One can apply the weighted mean formula to calculate the average returns from a portfolio comprising different financial instruments. For instance, let us assume equity consists of 80% of a portfolio and debt balance 20%. The returns from equity are 50% and from debt are 10%. The simple average would be (50%+10%)/2, which is 30%.

It gives a wrong understanding of the returns, as equity constitutes most of the portfolio. Hence, we calculate a weighted average, which works out to be 42%. This number of 42% is much closer to equity returns of 50%, as equity accounts for most of the portfolio. In other words, the returns pull by an equity weight of 80%.

### Weighted Mean Vs Mean

Let us understand the differences between weighted mean and mean through the comparison below.

#### Weighted Mean

• Incorporates weights assigned to each value based on their relative importance or contribution.
• Calculated by multiplying each value by its corresponding weight and dividing the sum of these products by the sum of the weights.
• Useful when certain values have more significance or relevance than others in the dataset.
• Commonly used in finance, economics, and education to calculate averages where some data points carry more weight.

#### Mean

• A simple average is calculated by summing up all values and dividing by the total number of values.
• Treats each value equally without considering their relative importance or contribution.
• Suitable for datasets where all values have equal significance.
• Widely used in basic statistical analysis and everyday calculations.
• It may not accurately reflect the true average when certain values significantly deviate from the others or have varying degrees of importance.

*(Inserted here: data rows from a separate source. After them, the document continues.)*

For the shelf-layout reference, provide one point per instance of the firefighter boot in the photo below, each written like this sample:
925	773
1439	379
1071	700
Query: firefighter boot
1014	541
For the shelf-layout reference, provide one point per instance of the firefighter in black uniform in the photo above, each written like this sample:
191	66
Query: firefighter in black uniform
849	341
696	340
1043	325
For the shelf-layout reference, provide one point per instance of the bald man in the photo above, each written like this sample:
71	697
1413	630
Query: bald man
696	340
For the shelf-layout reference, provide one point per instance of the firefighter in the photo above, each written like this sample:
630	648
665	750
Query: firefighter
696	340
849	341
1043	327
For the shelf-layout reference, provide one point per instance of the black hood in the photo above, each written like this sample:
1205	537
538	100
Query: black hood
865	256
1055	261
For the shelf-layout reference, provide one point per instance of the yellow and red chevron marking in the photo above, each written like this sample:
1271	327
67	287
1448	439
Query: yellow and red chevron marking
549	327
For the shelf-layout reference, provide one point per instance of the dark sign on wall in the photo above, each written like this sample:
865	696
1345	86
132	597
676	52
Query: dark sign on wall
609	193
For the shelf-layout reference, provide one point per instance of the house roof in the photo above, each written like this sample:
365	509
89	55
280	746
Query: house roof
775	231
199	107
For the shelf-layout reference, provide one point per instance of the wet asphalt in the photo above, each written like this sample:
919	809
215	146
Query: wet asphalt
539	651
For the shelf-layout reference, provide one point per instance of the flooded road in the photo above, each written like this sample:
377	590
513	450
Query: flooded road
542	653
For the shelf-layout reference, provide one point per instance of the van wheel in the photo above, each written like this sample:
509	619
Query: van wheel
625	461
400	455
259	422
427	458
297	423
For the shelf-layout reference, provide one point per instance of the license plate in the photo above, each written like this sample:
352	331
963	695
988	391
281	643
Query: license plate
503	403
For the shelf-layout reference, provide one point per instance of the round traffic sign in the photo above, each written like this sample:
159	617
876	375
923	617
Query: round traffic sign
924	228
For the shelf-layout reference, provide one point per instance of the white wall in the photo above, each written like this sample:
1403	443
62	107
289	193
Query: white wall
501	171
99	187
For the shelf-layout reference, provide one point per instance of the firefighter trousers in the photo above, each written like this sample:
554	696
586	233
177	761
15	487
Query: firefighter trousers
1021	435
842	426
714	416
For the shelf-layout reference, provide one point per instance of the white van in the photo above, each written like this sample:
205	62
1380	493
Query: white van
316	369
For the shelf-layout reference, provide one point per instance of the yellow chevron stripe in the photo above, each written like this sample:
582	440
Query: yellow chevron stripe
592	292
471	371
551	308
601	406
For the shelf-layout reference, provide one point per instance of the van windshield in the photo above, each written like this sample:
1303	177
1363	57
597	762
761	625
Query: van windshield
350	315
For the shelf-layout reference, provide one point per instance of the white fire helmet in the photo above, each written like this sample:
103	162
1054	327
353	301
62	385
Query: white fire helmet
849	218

How to use the weighted mean formula?

The weighted mean is calculated by multiplying the weight or probability connected with a specific event or results with the quantitative outcome and then combining all the products.

How to get the weighted mean formula?

The formula for calculating the weighted average is the sum of all the variables multiplied by their weight. Then, one must divide it by the sum of the weights.

Can I use the weighted mean formula for non-numerical data?

The weighted mean formula is typically used for numerical data. If you have non-numerical data, you may need to assign numerical values or scores to each category or use alternative methods for calculating the average.

Where is the weighted average used?

Weighted averages are used in statistical analysis, stock portfolios, and teacher grading averages. Moreover, it is an essential tool in accounting for stock fluctuations, uneven or misrepresented data, and assuring the same data points are equal in the represented proportion.